While I don't want to downplay the importance of the rest of the video—you should listen to the whole thing—I did want to single out this one quote from the Financial Times.

Just to be clear, what is being labeled Trump derangement syndrome is analysts reacting normally to bad news. The argument here is that the people who say we should price in that news are the ones who are deranged.
I have long had the suspicion that the Trump cult of personality was influencing investors, particularly retail investors. There has long been an overlap between the Silicon Valley alt-right and the diamond hands/"we are the Spartans" traders on Robinhood.
It is reassuring, if not comforting, to have these impressions backed up by reporting from a source as credible as the FT.

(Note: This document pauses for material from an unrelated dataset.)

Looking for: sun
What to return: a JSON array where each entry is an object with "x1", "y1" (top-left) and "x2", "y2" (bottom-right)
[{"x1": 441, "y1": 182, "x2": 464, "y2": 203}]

This is also another reminder that with a Keynesian beauty contest, irrational behavior can become rational, at least for a time, if enough people do it. In this case, buy-the-dip crowds have created a self-fulfilling prophecy that the market will always bounce back almost immediately from the worst news. Investors who try to base their positions on reality are punished; those who don't are rewarded. Paired with the faith that there will always be a TACO, this has created a profoundly dysfunctional market, which is particularly bad given that stock prices are one of the few things that have previously kept Trump in line.
Admittedly, I'm no expert, but I don't believe that the laws of financial gravity have been repealed. At some point, reality will win. I also believe in that bit of folk wisdom that says the higher you climb, the further you fall.